Porque protege a tu empresa y a tu cliente. Hoy más que nunca, las personas quieren tener el control sobre quién puede comunicarse con ellas, por qué canal y con qué propósito. Ignorar esto no solo genera rechazo, sino que puede derivar en multas, bloqueos o daño reputacional.
Tener el consentimiento:
- Evita problemas legales
- Mejora tus métricas (más aperturas, menos rebotes)
- Construye confianza a largo plazo
¿Qué dice la ley?
Depende del país, pero en líneas generales:
- Necesitas el consentimiento explícito del usuario para enviarle mensajes con fines comerciales.
- Debes informar claramente para qué usarás sus datos.
- Tienes que ofrecer una forma clara de darse de baja.
¿Cómo obtener el consentimiento correctamente?
Aquí no se trata sólo de marcar una casilla.

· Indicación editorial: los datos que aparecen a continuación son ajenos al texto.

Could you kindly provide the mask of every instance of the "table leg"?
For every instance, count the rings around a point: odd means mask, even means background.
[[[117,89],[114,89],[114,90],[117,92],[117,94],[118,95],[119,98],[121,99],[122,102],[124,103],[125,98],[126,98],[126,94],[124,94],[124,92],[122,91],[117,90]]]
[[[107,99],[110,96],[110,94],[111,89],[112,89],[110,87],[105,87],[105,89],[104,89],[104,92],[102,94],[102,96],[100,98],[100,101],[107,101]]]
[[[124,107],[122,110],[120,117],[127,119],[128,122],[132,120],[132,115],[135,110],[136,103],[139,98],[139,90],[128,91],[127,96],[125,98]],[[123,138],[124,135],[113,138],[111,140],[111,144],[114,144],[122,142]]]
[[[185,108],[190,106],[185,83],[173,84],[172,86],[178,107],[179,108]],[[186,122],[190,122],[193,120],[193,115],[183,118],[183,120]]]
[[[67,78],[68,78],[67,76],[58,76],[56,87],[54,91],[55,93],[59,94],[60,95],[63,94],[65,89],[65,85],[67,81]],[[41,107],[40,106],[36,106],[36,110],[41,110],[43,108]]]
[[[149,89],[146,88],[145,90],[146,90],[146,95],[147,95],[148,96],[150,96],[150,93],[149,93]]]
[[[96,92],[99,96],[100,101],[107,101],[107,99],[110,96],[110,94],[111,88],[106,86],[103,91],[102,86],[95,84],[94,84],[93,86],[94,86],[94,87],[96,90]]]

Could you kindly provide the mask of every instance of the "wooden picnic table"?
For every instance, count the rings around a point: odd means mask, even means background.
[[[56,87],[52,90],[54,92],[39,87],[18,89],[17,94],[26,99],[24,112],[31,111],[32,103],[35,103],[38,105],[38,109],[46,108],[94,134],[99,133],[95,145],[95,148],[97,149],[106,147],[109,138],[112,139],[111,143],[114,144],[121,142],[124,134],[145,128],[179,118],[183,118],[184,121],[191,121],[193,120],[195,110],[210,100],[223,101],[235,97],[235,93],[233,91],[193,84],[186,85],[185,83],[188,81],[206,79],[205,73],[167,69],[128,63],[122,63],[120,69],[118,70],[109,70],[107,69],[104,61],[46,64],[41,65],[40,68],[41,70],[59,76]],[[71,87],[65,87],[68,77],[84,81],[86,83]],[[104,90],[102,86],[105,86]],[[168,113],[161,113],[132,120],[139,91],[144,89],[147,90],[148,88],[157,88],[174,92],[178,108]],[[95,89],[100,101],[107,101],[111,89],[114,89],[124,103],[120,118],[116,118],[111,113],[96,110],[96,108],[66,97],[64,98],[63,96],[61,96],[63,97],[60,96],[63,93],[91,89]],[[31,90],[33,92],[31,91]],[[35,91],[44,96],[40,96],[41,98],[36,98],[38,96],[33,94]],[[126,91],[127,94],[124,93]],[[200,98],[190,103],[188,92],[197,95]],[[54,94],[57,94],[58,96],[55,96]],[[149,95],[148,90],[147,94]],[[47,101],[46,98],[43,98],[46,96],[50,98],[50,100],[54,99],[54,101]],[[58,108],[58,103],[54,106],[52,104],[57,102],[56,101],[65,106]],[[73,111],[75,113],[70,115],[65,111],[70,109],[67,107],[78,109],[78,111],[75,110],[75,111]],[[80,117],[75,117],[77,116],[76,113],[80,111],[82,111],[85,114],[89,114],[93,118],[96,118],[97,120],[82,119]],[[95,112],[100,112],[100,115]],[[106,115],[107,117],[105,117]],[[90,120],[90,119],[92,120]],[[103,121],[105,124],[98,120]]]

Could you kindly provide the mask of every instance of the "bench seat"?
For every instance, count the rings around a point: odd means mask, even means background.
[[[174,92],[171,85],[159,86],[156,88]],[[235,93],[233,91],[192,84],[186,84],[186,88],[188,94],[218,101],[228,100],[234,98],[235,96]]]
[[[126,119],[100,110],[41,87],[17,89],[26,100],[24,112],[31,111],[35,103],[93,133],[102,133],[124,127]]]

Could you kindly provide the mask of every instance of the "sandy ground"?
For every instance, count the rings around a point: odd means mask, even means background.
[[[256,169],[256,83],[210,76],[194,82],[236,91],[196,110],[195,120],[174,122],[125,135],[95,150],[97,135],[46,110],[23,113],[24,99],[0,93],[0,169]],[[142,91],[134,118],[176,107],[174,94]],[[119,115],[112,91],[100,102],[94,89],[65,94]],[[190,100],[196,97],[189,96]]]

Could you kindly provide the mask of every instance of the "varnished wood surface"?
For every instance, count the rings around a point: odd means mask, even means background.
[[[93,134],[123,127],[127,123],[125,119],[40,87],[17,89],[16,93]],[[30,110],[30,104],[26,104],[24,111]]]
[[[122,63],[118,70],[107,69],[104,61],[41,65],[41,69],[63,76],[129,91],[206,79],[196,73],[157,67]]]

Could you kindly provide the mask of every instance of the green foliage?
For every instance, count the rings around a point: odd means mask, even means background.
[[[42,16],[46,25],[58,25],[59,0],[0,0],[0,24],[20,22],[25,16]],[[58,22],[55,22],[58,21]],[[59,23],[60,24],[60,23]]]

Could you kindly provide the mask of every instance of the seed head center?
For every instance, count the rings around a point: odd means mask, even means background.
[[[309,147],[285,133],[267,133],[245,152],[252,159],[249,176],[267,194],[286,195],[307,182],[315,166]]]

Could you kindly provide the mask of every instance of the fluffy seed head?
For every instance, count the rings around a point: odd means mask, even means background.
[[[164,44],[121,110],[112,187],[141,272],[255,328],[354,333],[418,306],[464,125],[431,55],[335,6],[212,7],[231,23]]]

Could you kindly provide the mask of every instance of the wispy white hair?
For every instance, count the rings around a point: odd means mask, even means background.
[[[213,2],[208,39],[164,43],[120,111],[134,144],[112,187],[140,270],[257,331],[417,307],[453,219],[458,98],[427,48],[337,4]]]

Se trata de generar claridad y elección.
- Evita formularios engañosos o casillas premarcadas.
- Informa con transparencia qué tipo de mensajes enviarás (promociones, recordatorios, atención).
- Sé específico sobre los canales que utilizarás (ej. WhatsApp, SMS, email).
- Conserva registro del consentimiento. (fecha, IP, canal, etc.)
¿Y después qué?
El consentimiento no es un check que se marca una vez y ya. Hay que mantenerlo vivo.
- Haz confirmaciones periódicas.
- Permite que el usuario actualice sus preferencias.
- Ofrece canales claros para darse de baja (como responder “SALIR” o links de desuscripción).
- No abuses del canal. La frecuencia también influye en la percepción del consentimiento.
¿Qué pasa si no tengo consentimiento?
No envíes mensajes. Puedes crear una campaña específica para obtenerlo primero. ¿Cómo?
- Con lead magnets: como ebooks, descuentos o acceso anticipado a productos.
- A través de formularios claros en tu sitio web o redes sociales.
- Mediante campañas con valor: tutoriales gratuitos, beneficios exclusivos, etc.
El consentimiento es mucho más que un trámite legal: es el primer paso para iniciar una conversación relevante, bienvenida y duradera. Y en un entorno donde la confianza es oro, respetarlo puede marcar la diferencia entre una marca que acompaña… y una que incomoda.